Na sessão realizada nesta quarta-feira (17), o Supremo Tribunal Federal (STF) formou uma maioria em favor da inconstitucionalidade do marco temporal que regula a demarcação de terras indígenas. Essa decisão foi reforçada pelo voto do ministro Alexandre de Moraes, que endossou o entendimento do relator, ministro Gilmar Mendes.
O decano da Corte já contava com o apoio, em maior ou menor grau, dos ministros Flávio Dino, Cristiano Zanin, Luiz Fux e Dias Toffoli. Gilmar reafirmou a inconstitucionalidade do marco temporal, argumentando que o STF já havia decidido que não se pode estabelecer o dia 5 de outubro de 1988, data da promulgação da Constituição, como critério para a ocupação das terras indígenas.
Além disso, Gilmar propôs um prazo de 10 anos para que o governo federal finalize a demarcação de todas as terras indígenas, devido à constatação de omissão nesse processo, uma vez que o Ato das Disposições Constitucionais Transitórias havia estabelecido um prazo de cinco anos, a contar de 1988, para a conclusão dessas demarcações.
Durante seu voto, Moraes enfatizou que a falta de progresso nas demarcações de terras indígenas é “claramente evidenciada pelos dados oficiais sobre as demarcações desde a promulgação da Constituição de 1988”. O ministro ressaltou que a conclusão de todas as demarcações deveria ter ocorrido em até cinco anos após a promulgação da Constituição.
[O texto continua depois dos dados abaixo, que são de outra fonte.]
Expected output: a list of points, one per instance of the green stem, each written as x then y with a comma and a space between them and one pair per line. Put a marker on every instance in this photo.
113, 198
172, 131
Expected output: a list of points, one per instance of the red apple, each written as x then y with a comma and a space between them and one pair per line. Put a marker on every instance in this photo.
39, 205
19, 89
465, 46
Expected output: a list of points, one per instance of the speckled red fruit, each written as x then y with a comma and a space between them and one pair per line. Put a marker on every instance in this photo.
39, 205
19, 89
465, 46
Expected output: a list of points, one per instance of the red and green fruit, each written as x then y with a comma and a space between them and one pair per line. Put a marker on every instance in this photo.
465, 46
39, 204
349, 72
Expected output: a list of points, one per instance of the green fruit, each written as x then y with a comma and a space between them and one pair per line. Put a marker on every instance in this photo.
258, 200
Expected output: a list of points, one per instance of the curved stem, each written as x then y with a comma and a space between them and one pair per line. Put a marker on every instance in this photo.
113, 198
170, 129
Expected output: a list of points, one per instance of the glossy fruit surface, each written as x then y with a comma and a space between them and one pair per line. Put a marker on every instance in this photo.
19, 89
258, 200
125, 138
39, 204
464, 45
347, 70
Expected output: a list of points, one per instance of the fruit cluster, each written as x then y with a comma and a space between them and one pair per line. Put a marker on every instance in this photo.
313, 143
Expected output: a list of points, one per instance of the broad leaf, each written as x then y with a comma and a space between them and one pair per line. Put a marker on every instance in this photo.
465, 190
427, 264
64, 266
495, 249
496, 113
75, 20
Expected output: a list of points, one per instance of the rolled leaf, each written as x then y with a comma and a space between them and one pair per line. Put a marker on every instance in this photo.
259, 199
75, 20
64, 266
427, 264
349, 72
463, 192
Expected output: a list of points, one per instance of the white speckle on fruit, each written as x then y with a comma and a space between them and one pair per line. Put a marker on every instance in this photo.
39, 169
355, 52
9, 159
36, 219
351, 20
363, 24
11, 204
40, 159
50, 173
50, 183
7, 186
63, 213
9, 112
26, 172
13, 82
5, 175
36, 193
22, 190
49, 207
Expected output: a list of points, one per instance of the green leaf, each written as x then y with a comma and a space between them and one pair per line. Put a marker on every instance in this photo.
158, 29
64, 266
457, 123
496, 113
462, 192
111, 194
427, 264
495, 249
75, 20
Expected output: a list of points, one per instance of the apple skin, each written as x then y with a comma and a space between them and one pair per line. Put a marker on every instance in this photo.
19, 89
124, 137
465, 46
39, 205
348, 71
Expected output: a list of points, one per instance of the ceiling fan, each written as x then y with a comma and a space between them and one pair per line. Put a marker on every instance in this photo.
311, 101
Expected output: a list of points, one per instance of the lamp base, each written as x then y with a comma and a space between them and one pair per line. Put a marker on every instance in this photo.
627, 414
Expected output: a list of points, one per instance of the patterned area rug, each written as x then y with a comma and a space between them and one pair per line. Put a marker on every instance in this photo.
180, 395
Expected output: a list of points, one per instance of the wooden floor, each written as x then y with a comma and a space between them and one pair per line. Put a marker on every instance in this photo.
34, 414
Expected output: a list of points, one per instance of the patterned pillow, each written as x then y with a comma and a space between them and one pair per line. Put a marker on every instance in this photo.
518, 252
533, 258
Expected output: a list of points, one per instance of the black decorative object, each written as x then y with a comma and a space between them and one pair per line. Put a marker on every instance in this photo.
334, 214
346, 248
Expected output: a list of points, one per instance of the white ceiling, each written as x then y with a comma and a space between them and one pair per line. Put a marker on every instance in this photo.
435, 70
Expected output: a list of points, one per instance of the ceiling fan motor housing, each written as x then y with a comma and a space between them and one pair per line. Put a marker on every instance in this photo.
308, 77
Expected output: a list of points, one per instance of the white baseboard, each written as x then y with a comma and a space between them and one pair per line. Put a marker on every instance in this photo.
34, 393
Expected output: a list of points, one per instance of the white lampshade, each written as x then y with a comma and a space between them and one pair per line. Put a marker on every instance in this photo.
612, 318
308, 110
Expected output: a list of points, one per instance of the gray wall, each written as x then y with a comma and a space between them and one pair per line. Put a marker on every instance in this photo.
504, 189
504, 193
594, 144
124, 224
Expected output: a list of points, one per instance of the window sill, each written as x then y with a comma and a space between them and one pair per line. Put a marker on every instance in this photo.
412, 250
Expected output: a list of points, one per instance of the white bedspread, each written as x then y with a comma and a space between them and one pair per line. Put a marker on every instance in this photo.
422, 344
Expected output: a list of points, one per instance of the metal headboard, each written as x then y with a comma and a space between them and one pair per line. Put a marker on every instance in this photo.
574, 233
“O fato de já terem se passado mais de 32 anos sem que os procedimentos tenham avançado de maneira significativa ou sem que tenham sido feitos esforços relevantes nesse sentido, configura uma omissão inconstitucional que deve ser corrigida por meio da jurisdição constitucional”, destacou Moraes.
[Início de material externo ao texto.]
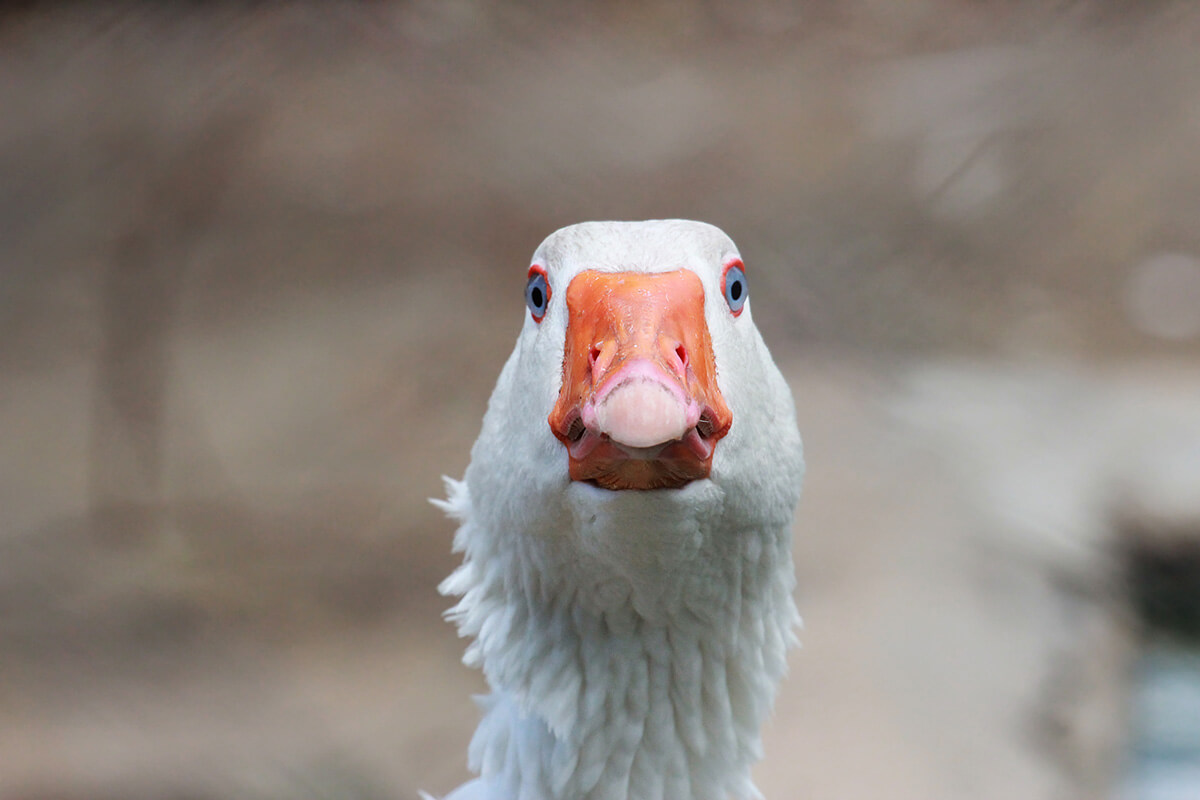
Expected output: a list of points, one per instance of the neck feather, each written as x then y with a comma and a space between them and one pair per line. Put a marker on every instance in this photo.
599, 692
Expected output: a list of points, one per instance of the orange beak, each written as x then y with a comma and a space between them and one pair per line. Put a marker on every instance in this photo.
640, 408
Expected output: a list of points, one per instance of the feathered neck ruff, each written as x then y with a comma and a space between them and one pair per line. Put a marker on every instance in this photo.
648, 684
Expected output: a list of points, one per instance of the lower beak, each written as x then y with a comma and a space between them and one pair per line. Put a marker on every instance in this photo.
640, 407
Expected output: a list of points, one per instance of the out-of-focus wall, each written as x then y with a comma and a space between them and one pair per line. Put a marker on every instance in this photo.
259, 266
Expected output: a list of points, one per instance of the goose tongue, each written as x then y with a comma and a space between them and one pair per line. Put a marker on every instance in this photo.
640, 407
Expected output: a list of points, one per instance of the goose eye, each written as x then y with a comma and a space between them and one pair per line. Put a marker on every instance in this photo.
736, 287
538, 293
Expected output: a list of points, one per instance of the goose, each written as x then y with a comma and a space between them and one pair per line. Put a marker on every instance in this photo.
625, 527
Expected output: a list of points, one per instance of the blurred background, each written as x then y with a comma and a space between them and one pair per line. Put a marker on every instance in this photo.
261, 263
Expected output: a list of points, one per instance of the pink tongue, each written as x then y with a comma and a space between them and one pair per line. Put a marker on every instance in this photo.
642, 414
O ministro Dias Toffoli, que também votou na mesma sessão, apresentou algumas observações em relação ao voto do relator. Ele defendeu que melhorias feitas de boa-fé por ocupantes não indígenas sejam indenizáveis até o encerramento formal do processo de demarcação e rejeitou a ampliação do direito à indenização apenas com base em documentos administrativos sem um título jurídico válido. Toffoli também considerou desnecessária a criação de regras específicas para o trabalho de antropólogos.
Além disso, o ministro fez uma observação sobre a omissão do Estado e sublinhou a possibilidade de conciliação em qualquer fase do conflito, afirmando que a demarcação é um direito coletivo que não depende das ações individuais dos indígenas. Para ele, a revisão de limites faz parte do próprio processo de demarcação.
Outros votos também foram proferidos. O primeiro a apoiar Gilmar foi Flávio Dino, que trouxe algumas ressalvas em relação a temas como as regras de atuação de antropólogos, sobreposições com unidades de conservação e permissões para atividades econômicas em terras indígenas.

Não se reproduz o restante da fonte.